Liverpool have finally spent big on a couple of attacking players to make up for the creative and finishing prowess of the formidable Luis Suárez. Adam Lallana and Mario Balotelli were earmarked as the pair last season, but form and fitness among other issues limited the impact they could make. They first pair may not have been exactly cheap, but the deals for the second pair could cost the club £20 million more than Lallana and Balotelli. While Balotelli is essentially free to leave the club, Lallana can look forward to making a bigger impact in his second season at Anfield. Last summer Roberto Firmino was reported to be the alternative to Adam Lallana, but now Liverpool have both to presumably join Philippe Coutinho in supplying the club's latest signing: Christian Benteke.
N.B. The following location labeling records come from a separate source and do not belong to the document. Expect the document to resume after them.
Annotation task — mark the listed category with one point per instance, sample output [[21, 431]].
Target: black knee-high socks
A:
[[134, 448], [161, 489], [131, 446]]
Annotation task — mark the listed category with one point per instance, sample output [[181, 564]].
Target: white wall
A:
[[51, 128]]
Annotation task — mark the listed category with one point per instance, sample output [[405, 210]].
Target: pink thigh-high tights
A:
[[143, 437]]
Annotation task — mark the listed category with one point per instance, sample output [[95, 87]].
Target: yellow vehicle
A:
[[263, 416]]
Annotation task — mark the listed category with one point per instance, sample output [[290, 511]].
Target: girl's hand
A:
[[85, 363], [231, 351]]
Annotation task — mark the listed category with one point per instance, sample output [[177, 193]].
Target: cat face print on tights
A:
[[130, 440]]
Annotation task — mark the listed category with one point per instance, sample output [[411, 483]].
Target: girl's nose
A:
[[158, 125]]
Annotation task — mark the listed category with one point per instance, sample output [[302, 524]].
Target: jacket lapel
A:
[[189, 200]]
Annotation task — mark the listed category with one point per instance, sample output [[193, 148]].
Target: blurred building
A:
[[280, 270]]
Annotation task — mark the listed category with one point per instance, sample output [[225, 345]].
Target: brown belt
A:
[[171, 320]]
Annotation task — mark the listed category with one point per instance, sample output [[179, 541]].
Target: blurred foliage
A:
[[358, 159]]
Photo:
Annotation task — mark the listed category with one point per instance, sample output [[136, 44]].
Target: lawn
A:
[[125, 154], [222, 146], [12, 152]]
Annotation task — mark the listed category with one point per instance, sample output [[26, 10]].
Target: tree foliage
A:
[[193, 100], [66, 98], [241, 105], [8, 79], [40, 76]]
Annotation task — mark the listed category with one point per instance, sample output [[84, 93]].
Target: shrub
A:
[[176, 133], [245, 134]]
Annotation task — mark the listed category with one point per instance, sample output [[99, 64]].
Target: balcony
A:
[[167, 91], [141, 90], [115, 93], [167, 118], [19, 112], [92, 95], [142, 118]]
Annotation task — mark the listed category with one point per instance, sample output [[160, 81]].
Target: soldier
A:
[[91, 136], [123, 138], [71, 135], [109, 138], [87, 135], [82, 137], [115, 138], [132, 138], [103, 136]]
Here's the problem. If Daniel Sturridge is fit and doing Daniel Sturridge things, it is easy to see how the attacking midfield and wide forward pieces fit around him. It's not so clear with Christian Benteke, a striker who possesses dangerous and effective gifts. He hasn't quite captured the imagination of the Liverpool fanbase like Roberto Firmino, something that club legend Jamie Carragher addressed, but there are legitimate reasons that extend beyond the former Liverpool defender's assessment. Firmino combines with the existing squad's strengths in terms of movement and playing style while enabling a potential return to greater intensity and urgency in pressing up the pitch. Then there's the fact that Liverpool at their best under Rodgers have been more direct anyway. Still, can Benteke fit in? Brendan Rodgers thinks so and expressed his confidence in the former Aston Villa striker's suitability after Liverpool ended their pre-season tour with a draw.
There's a number of qualities that he has and he will only improve in his time at the club. I think first and foremost his goals, if you look at his goals record since the time that he's been in the Premier League he's up there with the best in terms of numbers. So that was very important for us. Obviously I've heard and I've seen stuff about the style, 'he won't fit the style of how we play' - I think he'll only complement it and help us. He's a big guy but he's got the attributes that I like in terms of pace and movement and he gets goals, he gets all types of goals. He's great in the air, strong, he can hold the game up, he can play on the counter-attack, he can play whenever the team is deep because he can hold the ball up with his physical strength. As I said, he's a boy that still is improving in his game so I don't think there's any doubt he'll fit our tactical idea of the game and he can be a huge player for us.
Brendan Rodgers, in the fine tradition of managerial vigilance and paranoia, keeps tabs on what's being said and written about the club -- and so he should! In the pre-season tour, Liverpool seem to have adopted an approach where the aim is to press high up the pitch for the first 20 to 30 minutes before dropping off somewhat. Sound familiar? If this is the case, perhaps Benteke can help apply and relieve pressure in both phases. His robust playing style and appetite for moving into goalscoring positions will hopefully result in goals, while having a player who can win the ball in the air or battle for it on the ground provides an outlet for a team that may sit a little deeper at times. Mere conjecture at this stage, but Rodgers has been reportedly interested in the 24-year-old for quite some time so a plan for the player's integration and utilisation is to be expected as well as demanded.
There's no doubt that this is an excellent opportunity for Rodgers to truly have his team free from purported transfer committee "meddling". Rodgers described the owners as "very supportive" during his tenure so this naturally places even more responsibility on the manager's shoulders in what looks to be a crucial fourth season at the club. On the other hand, Benteke and Rodgers can rise together in 2015/16. If Benteke continues to score goals like he did in the last few months of last season, both the club and the manager might be able to wrestle free from the afflictions of last season's disappointing campaign. For Benteke, he'd be entering his mid-twenties as another prolific Liverpool striker. History has shown that attaining such a status brings virtually unmatched respect and adulation for those who can prove themselves worthy.